Amortized Inference and Production Latency

The classification methods of instance-based learning and model-based learning actually imply a change in the design philosophy from traditional to modern models. In model-based learning, when using the final product, the model, we don’t actually utilize the training dataset, as we have already obtained the desired model parameters. To achieve good results, we often need a large amount of data for training. In contrast, instance-based learning directly uses the dataset to make the model operate. It doesn’t require a vast amount of data to help adjust model parameters, thus even a small-scale dataset can yield good results.

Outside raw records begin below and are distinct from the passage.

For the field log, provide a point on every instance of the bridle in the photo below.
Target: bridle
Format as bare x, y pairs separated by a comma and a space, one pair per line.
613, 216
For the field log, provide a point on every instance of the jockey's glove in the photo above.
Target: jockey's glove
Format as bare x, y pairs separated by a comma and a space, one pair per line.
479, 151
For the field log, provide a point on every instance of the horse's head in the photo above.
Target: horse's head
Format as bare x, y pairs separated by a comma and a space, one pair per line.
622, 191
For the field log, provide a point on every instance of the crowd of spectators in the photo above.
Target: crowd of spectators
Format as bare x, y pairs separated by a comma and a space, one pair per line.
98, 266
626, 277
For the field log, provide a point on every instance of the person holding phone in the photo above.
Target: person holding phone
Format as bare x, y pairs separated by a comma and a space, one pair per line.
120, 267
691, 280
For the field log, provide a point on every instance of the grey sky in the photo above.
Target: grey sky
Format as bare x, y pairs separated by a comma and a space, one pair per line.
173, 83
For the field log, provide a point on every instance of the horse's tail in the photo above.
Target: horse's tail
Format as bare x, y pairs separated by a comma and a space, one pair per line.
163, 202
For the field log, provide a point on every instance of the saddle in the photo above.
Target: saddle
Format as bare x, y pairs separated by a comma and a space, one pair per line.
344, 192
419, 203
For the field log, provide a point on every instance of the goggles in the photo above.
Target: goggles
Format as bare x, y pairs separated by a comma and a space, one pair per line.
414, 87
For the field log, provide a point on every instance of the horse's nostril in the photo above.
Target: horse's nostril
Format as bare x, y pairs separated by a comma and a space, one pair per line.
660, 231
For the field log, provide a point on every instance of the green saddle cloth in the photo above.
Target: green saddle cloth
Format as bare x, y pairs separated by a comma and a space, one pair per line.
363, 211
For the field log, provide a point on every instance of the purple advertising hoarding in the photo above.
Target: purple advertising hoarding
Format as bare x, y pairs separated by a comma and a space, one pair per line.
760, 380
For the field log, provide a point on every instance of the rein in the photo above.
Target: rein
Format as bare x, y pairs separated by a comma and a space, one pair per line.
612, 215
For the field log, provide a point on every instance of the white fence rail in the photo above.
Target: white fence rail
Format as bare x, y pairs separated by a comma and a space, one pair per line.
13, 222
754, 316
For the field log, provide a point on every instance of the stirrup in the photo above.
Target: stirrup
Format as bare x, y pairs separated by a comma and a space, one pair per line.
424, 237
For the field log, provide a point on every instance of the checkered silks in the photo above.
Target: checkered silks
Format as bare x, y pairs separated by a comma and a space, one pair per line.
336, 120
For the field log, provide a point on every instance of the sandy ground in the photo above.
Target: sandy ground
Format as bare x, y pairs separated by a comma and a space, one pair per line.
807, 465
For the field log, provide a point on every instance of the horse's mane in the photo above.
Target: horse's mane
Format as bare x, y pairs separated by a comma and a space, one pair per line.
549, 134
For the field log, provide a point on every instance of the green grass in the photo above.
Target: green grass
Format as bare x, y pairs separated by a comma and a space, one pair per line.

Looking at it this way, traditional machine learning models seem quite good, so why do we still need model-based learning? Besides the well-known fact that modern deep learning models perform better in image, video, and natural language processing, there are deeper reasons. From the working principle of kNN that we provided as an example, we can understand that the problem with instance-based learning is that each inference consumes a lot of computing time, as it is essentially a traversal operation. It needs to access all known instances to derive results, and each inference time increases with the size of the dataset. Model-based learning, on the other hand, spends most of its time on training, and once the parameters training is complete, the model won’t take much time for inference once deployed. Model-based learning is essentially an “amortized inference” that shifts the complex inference steps to the training phase, thus reducing the response time of the model in a production environment. This greatly improves the user experience in the production environment.

Thinking Outside the Box

In real-world scenarios, whether using instance-based learning or model-based learning, they both require specific problem analysis. In many real-world scenarios that need implementation, traditional machine learning systems often suffice. For example, in anomaly detection in factories or regulated fields like banking credit and healthcare, where strong oversight and interpretability are crucial. However, for issues demanding high accuracy with difficult-to-describe features, like facial recognition or AI customer service, model-based learning performs better.

Machine learning models are always designed to solve real business problems. As software engineers or professionals in the computer field, we must remember that software exists to reduce costs and improve efficiency. Therefore, before we start to work on a task, we should ask our boss about the business objectives, as building a model may not be the ultimate goal. How will the company benefit from this model? Is there a more cost-effective solution? These are the crucial questions, as they determine how we define the problem, what algorithm we choose, how we evaluate the model, and how much effort we spend on fine-tuning it. Business needs dictate technology. A good software engineer isn’t necessarily the one with the highest technical skills but the one with the deepest understanding of the business and the ability to always prioritize the company’s interests by providing optimal solutions.